I = imread("cameraman.tif");

Find and extract corner features from the image.

corners = detectHarrisFeatures(I);
[features,valid_corners] = extractFeatures(I,corners);

Display image.

figure;
imshow(I); 
hold on

Plot valid corner points.

plot(valid_corners);

Figure contains an axes object. The axes object contains 2 objects of type image, line.

Read image.

I = imread("cameraman.tif");

Find and extract features from the input image.

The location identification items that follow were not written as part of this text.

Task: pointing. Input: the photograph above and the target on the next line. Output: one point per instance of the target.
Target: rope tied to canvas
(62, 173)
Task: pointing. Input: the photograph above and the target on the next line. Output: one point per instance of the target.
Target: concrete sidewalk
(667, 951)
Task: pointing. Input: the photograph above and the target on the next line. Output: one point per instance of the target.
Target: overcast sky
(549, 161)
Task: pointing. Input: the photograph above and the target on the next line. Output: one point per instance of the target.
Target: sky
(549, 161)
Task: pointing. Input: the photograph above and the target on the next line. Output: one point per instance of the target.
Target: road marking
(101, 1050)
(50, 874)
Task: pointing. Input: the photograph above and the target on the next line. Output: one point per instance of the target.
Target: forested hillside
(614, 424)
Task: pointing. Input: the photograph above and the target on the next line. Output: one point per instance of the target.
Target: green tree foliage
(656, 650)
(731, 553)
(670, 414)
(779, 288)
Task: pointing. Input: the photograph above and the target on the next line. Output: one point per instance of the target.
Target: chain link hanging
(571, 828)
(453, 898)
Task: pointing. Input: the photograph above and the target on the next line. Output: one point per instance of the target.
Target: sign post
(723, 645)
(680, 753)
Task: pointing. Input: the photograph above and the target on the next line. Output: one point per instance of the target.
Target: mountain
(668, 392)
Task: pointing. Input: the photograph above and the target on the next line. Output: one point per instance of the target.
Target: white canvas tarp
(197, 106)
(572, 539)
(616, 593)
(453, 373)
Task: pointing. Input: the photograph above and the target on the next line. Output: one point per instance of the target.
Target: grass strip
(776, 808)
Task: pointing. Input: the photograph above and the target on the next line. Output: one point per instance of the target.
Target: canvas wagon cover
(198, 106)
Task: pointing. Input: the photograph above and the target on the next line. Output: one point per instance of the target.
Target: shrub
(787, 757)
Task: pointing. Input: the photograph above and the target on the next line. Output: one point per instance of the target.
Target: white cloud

points = detectSURFFeatures(I);
[features,valid_points] = extractFeatures(I,points);

Display and plot ten strongest SURF features.

figure;
imshow(I);
hold on;
plot(valid_points.selectStrongest(10),showOrientation=true);

Figure contains an axes object. The axes object contains 3 objects of type image, line.

Read image.

I = imread("cameraman.tif");

Find features in the image using MSER feature detection.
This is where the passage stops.